The study analyzed participants in terms of their worship attendance, mortality and allostatic load. Higher allostatic loads were acknowledged as signs of stress.
Young said people go to service not just to strengthen their relationship with their faith, but to build relationships.
“Even if you’re not a Christian, you still go through difficulties,” he said. “There is a loss of loved ones, there are struggles at home, but there’s a greater support for people. And that really does help people get through things. And I see it in people’s lives. People find what they need through relationships and through their faith.”
For the past 20 years, Stephanie Gersaba has attended Kapaa Missionary Church. Before she began going to church, she said she was an “angry, nasty person.”
“I didn’t see the world in another way, that there is love,” she said. “Going to church has helped me relax and be calmer, to deal with life in better ways than using anger or trying to get even with someone. It’s helped me raise my boys to teach them how life is here to enjoy it, not destroy it.”

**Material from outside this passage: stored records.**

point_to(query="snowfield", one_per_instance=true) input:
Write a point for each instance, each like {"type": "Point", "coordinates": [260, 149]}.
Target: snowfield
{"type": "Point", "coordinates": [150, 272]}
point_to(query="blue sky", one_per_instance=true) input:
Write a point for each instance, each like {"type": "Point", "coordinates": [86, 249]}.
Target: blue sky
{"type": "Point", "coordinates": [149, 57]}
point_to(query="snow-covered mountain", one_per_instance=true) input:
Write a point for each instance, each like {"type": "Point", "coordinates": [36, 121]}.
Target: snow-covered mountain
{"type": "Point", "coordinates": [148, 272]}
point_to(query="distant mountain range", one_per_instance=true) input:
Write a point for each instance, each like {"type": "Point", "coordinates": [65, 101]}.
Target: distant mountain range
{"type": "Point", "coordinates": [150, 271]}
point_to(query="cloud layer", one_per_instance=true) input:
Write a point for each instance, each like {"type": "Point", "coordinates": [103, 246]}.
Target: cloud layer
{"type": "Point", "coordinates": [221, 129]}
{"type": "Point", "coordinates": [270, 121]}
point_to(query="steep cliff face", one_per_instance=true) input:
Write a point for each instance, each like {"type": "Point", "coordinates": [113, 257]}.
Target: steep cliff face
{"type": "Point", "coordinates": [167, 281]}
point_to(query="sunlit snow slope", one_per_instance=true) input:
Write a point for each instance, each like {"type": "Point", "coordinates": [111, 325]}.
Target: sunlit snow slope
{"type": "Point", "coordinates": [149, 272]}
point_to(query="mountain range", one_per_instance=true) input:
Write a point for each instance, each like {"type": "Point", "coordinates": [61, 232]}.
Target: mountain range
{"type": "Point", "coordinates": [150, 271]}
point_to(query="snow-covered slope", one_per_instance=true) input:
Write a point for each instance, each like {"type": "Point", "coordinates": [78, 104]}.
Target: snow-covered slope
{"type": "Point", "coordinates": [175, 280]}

The 62-year-old adopted her three grandchildren a few years back and has raised them to find enjoyment in life — something that she took for granted growing up.
“When I first walked into Kapaa Missionary 20 years ago, I knew it was the place for me. This was my church. I was going through a divorce the same week, so when I walked into that church I just knew,’ she said.
“I believe that without God, my life would be upside down,” Gersaba said. “It would be chaos.”
Chaos would be how Robert Kubota would describe his physical health and marriage before strengthening his bond with God and church.
“Everyone hits rock bottom. I didn’t see it as my rock bottom, but I was making bad choices. Ungodly choices,” he said. “I had to hang on to somebody and that somebody was God.”
Kubota, 36, attended preschool at Kapaa Missionary Church growing up and said going to church with his grandmother was all he really knew growing up. He didn’t understand the importance of having a strong spirit until recently.
“My wife and I were having a rough time. It took about two years of rough times and faithful prayers and I’m proud to say that my wife and I are back together, 100 percent.”
Kubota said a lot of people turn to God in times of physical difficulties, when they’re down or out.
“For myself, my physical health wasn’t on my mind until I really started thinking about my son and wife,” Kubota said. “The fact is that I’m putting my family in my mind now thanks to God. The spiritual side will always be there, but I think when that spiritual side comes first, it’s like God wants me to take care of myself.”
He said people don’t have to attend weekly services to strengthen their spirit and become a healthier person because that is a decision that, ultimately, comes from within.
“Church is just a building and a place to go to,” Kubota said. “It’s about how you walk around with God.”